MRG-R1: Reinforcement Learning for Clinically Aligned Medical Report Generation
Pengyu Wang, Shuchang Ye, Usman Naseem, Jinman Kim
TL;DR
This work tackles the misalignment between token-level training and clinical correctness in medical report generation by introducing semantic-driven reinforcement learning (SRL) on a medical LVLM. It combines Group Relative Policy Optimization (GRPO) with a report-level Margin CheXbert Cosine Similarity (MCCS) reward and a lightweight <think>→<report> format constraint to guide long-form radiology reports toward clinically accurate, auditable content. Across IU X-Ray and MIMIC-CXR, the approach achieves state-of-the-art clinical efficacy (CE) scores and demonstrates the superiority of semantic, report-level supervision over traditional token-level objectives. The results highlight the potential of SRL to advance clinically reliable medical report generation and point to future work integrating richer semantic signals and multi-modal data for broader radiology applications.
Abstract
Medical report generation (MRG) aims to automatically derive radiology-style reports from medical images to aid in clinical decision-making. However, existing methods often generate text that mimics the linguistic style of radiologists but fails to guarantee clinical correctness, because they are trained on token-level objectives which focus on word-choice and sentence structure rather than actual medical accuracy.

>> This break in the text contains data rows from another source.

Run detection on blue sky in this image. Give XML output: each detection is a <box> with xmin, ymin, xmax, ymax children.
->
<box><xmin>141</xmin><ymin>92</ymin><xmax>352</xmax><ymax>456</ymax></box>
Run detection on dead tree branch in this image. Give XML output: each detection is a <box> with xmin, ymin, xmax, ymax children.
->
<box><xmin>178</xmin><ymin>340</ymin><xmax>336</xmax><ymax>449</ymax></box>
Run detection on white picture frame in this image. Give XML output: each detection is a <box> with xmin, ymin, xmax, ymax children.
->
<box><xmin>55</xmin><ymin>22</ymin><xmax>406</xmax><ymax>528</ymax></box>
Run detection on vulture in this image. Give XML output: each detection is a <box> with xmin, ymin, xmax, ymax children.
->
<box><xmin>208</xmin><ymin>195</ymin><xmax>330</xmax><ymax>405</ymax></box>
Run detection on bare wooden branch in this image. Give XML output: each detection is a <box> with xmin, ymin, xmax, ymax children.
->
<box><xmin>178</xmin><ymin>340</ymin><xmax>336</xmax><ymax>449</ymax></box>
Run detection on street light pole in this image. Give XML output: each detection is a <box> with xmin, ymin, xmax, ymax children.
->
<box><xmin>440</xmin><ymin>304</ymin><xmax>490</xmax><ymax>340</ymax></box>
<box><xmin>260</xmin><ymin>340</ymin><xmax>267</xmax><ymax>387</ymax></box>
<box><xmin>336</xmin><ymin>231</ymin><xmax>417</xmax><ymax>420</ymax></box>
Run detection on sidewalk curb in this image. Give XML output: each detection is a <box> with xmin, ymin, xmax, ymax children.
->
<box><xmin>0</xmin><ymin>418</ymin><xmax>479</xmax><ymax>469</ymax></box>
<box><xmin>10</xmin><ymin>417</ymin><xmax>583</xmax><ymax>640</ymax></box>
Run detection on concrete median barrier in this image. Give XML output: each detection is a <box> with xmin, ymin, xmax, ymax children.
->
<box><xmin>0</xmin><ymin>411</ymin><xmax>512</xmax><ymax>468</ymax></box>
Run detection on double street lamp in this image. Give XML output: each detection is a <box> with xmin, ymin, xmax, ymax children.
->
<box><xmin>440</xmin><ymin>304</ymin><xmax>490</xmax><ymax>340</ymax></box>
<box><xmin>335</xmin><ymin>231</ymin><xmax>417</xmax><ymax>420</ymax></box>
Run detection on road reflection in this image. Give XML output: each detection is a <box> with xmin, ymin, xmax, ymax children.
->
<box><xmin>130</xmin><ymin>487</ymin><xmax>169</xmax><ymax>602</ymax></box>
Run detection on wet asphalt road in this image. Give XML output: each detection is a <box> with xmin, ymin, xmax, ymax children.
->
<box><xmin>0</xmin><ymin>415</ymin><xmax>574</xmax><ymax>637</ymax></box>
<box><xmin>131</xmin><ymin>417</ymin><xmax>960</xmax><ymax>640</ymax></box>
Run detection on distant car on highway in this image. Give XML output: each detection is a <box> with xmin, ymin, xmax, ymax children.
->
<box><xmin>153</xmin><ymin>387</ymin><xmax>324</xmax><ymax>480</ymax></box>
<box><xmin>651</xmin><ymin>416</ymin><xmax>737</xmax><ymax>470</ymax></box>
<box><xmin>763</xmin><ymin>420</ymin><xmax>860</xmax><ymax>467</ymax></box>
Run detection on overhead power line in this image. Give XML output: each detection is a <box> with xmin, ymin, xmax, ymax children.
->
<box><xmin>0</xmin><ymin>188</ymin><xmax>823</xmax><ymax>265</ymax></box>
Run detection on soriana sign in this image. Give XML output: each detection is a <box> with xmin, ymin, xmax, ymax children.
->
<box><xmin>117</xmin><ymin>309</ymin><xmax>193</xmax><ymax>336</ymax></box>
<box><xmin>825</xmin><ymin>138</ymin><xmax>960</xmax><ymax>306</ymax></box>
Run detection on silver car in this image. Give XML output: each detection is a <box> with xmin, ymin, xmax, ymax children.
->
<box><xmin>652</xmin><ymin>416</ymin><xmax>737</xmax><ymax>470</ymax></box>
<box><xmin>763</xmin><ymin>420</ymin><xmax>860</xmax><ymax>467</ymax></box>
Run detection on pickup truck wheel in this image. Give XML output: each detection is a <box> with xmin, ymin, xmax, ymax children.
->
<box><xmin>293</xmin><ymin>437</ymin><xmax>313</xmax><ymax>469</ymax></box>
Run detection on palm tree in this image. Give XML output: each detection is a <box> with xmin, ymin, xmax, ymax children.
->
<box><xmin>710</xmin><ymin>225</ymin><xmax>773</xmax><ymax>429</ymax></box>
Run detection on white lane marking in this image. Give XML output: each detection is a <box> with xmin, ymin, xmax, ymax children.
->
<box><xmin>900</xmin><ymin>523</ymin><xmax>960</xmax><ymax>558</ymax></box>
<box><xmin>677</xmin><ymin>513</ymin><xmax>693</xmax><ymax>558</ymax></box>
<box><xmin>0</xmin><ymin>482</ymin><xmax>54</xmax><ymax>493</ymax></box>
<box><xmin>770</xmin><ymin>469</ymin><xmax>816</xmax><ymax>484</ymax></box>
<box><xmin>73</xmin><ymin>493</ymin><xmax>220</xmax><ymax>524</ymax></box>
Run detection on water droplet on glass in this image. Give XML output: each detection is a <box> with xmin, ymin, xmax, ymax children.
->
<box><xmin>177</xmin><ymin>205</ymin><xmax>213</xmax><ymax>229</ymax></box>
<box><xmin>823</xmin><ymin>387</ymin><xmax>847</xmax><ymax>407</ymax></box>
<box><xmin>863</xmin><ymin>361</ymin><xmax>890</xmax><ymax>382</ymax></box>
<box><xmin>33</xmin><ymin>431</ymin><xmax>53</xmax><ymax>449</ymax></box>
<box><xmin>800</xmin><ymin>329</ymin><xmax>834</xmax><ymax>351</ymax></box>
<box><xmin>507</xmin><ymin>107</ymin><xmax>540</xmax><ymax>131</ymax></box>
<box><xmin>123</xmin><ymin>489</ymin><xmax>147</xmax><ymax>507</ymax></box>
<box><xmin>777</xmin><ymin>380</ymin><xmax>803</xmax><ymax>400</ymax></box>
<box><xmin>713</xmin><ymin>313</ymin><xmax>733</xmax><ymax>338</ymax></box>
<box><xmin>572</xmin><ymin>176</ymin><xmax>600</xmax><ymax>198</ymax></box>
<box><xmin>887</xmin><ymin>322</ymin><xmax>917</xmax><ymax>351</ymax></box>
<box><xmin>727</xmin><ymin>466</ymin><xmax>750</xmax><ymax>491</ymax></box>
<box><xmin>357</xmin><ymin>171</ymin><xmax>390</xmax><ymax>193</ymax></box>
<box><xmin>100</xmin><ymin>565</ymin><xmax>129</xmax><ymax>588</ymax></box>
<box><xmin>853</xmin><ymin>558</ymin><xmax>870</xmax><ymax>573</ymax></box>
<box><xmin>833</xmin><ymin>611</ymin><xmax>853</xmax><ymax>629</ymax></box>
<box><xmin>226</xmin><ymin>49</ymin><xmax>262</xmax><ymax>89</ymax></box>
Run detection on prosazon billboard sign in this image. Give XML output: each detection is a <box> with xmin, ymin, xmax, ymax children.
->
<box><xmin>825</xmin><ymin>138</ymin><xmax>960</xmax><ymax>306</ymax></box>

We propose a semantic-driven reinforcement learning (SRL) method for medical report generation, adopted on a large vision-language model (LVLM). SRL adopts Group Relative Policy Optimization (GRPO) to encourage clinical-correctness-guided learning beyond imitation of language style. Specifically, we optimise a report-level reward: a margin-based cosine similarity (MCCS) computed between key radiological findings extracted from generated and reference reports, thereby directly aligning clinical-label agreement and improving semantic correctness. A lightweight reasoning format constraint further guides the model to generate structured "thinking report" outputs. We evaluate Medical Report Generation with Sematic-driven Reinforment Learning (MRG-R1), on two datasets: IU X-Ray and MIMIC-CXR using clinical efficacy (CE) metrics. MRG-R1 achieves state-of-the-art performance with CE-F1 51.88 on IU X-Ray and 40.39 on MIMIC-CXR. We found that the label-semantic reinforcement is better than conventional token-level supervision. These results indicate that optimizing a clinically grounded, report-level reward rather than token overlap,meaningfully improves clinical correctness. This work is a prior to explore semantic-reinforcement in supervising medical correctness in medical Large vision-language model(Med-LVLM) training.